Las claves de la nueva ley de alquileres para frenar los abusos de las inmobiliarias

La nueva Ley de Alquileres que el Senado de la Nación aprobó con la ausencia del bloque opositor de Juntos por el Cambio, se propone brindar soluciones a los inquilinos, que resultan vulnerables ante las veleidades del sistema inmobiliario.

El Congreso de la Nación logró sancionar la nueva ley de alquileres para viviendas, después de que el Senado aprobara el proyecto por 41 votos a favor y ninguno en contra, a pesar de la desaprobación de Juntos por el Cambio que negándose a tratarla se retiró del recinto. La ley que propone distintas medidas que favorecen a los inquilinos, como la extensión de los contratos a tres años, ya genera rechazo entre los propietarios y las inmobiliarias.

Después de cuatro años de intentar avanzar con el proyecto de ley, finalmente el Congreso aprobó la ley de alquileres con la que alrededor de 9.000.000 de inquilinos se verán beneficiados. El proyecto, que ya tenía la aprobación de la Cámara de Diputados, obtuvo votos favorables de todos los partidos, excepto del bloque opositor de Juntos por el Cambio, que se retiró de la Cámara por considerar que su tratamiento no era esencial en el contexto de la pandemia. Sin embargo, aun con todos los obstáculos, el Frente de Todos logró juntar los votos para aprobarla.

Estos son los principales puntos que plantea la ley:

Con respecto a los aumentos que actualmente son semestrales y se fijan de manera arbitraria, a partir de la nueva ley se darán solo una vez al año y se basarán en un indicador que publicará el Banco Central. Este índice estará formado, en partes iguales, por el Índice de Precios al Consumidor que aporta el INDEC y la variación salarial que confecciona la ANSES. De esta manera, se trata de impedir las especulaciones en los precios.

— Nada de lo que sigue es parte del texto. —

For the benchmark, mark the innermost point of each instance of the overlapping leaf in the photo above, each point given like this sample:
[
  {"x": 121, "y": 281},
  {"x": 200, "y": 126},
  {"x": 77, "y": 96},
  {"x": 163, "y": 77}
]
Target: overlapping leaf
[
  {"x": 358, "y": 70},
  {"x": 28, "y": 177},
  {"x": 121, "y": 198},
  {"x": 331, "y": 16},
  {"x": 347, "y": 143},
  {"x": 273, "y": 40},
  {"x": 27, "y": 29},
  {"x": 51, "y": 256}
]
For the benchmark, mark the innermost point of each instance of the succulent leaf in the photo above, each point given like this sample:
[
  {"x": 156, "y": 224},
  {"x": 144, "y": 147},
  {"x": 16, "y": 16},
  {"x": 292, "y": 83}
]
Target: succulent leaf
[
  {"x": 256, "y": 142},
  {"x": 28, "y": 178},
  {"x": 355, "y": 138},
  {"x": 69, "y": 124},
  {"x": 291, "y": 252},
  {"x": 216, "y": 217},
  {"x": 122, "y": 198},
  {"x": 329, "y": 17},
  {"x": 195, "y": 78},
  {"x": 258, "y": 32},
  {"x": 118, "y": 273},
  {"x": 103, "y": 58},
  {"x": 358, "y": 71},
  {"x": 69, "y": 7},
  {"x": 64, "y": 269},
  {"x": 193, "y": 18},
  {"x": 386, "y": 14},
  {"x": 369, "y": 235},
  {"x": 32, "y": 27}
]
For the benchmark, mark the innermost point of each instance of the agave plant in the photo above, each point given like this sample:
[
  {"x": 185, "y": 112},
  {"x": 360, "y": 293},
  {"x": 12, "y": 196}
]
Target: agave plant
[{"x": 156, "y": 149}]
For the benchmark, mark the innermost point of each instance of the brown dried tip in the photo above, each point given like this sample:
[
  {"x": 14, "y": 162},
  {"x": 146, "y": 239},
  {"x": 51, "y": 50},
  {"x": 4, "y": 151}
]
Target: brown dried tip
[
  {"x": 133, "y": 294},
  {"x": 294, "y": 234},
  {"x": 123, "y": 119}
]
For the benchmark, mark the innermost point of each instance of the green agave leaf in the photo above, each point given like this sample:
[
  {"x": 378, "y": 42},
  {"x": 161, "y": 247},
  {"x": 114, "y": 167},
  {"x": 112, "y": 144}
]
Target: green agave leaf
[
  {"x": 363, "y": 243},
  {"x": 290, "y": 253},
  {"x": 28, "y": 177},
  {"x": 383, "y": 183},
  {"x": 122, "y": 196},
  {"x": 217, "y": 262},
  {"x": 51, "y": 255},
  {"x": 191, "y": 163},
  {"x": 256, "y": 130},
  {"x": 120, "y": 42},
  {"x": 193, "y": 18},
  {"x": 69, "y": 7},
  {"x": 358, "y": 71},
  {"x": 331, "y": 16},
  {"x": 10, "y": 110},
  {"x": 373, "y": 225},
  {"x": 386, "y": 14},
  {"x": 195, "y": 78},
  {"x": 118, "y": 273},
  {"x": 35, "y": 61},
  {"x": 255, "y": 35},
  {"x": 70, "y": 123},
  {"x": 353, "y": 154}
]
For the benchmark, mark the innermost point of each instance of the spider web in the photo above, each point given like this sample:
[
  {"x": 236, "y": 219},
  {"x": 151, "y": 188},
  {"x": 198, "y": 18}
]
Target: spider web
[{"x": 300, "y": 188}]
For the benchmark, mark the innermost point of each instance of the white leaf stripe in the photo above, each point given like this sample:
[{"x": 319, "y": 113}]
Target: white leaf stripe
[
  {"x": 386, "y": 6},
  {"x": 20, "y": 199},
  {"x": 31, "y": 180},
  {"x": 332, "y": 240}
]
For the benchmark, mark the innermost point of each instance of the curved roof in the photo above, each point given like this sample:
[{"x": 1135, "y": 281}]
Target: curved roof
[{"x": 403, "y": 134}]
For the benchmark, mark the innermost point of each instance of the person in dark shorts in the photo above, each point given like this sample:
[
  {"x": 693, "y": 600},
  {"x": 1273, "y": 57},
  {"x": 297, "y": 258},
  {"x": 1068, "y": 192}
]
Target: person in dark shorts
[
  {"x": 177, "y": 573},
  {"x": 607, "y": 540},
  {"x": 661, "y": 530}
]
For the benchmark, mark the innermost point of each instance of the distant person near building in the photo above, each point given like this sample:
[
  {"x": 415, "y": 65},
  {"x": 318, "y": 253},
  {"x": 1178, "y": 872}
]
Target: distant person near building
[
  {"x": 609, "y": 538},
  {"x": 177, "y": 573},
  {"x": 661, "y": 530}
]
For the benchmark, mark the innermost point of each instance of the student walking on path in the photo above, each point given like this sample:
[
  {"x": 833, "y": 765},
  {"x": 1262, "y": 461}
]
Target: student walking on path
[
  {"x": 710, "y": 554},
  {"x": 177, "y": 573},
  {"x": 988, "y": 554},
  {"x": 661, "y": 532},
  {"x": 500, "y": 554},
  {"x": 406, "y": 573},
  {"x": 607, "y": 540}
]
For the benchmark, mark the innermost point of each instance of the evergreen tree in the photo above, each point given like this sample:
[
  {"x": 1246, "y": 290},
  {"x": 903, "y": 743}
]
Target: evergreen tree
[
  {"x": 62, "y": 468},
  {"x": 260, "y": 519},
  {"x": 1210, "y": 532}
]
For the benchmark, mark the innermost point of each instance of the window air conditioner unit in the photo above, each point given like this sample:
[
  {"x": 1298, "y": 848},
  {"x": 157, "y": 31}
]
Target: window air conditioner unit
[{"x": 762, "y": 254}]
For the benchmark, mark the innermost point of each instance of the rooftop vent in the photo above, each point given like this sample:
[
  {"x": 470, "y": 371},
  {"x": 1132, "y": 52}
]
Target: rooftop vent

En cuanto a la extensión de los contratos, se extenderá a tres años el mínimo que actualmente es de dos, con esto se busca una mayor estabilidad, ya que las mudanzas constantes generan gastos excesivos y estrés.

Otro punto importante es el de las garantías, dado que la ley les permitirá a los inquilinos presentar al menos dos alternativas, que podrá ser un título de propiedad, el aval bancario o un seguro de caución y el propietario deberá elegir una de ellas. Por otro lado, se reducirá el depósito: en adelante, solo se deberá depositar un mes de garantía, que será el equivalente a un mes de alquiler y cuando finalice el contrato la devolución se hará en el momento en que se restituye el inmueble y cuyo monto será actualizado al valor del último mes de alquiler, así se evitará que se pierda ante la inflación.

También, se planificaron cambios en la renovación de los contratos, por los que será obligatorio acordar las condiciones de renovación con tres meses de anticipación, para darle tiempo al inquilino de buscar otra vivienda; asimismo, se podrá rescindir el contrato en cualquier momento del primer año, pagando un mes y medio de alquiler como multa y si ocurre durante el segundo o tercer año se podrá hacer con el depósito de un mes. Hasta ahora, los propietarios podían renovar o finalizar el contrato cuando querían, sin necesidad de avisar con anticipación, lo que dejaba desprotegidos a los inquilinos que terminaban aceptando, por necesidad, las condiciones que les imponían.

Por último, se propone la creación del Sistema Nacional de Alquiler Social destinado a la vivienda única, familiar y permanente con el objetivo de brindar a “las familias que vivan en situaciones de hacinamiento o de alquiler informal”, la posibilidad de una vivienda digna, prerrogativa que, por otra parte, ya establece nuestra Constitución Nacional.

La ley garantiza un alivio para quienes siguen viendo inalcanzable el sueño de la casa propia. Así, esto se suma al decreto 320/2020 que, en medio de la pandemia, publicó el gobierno nacional, mediante el que se congelaron los alquileres y se suspendieron los desalojos. De este modo, el Estado consiguió proteger a muchos inquilinos que no pudieron pagar el alquiler porque sus ingresos se redujeron desde que comenzó la cuarentena.

Obviamente, la ley generó el rechazo de los propietarios y de las inmobiliarias que se sienten perjudicados por sus medidas, sobre todo, por la que define el aumento anual y también por la que obliga a los propietarios a registrar los contratos en la AFIP para permitirle al gobierno tener un registro de inquilinos que, hasta el momento, no existe.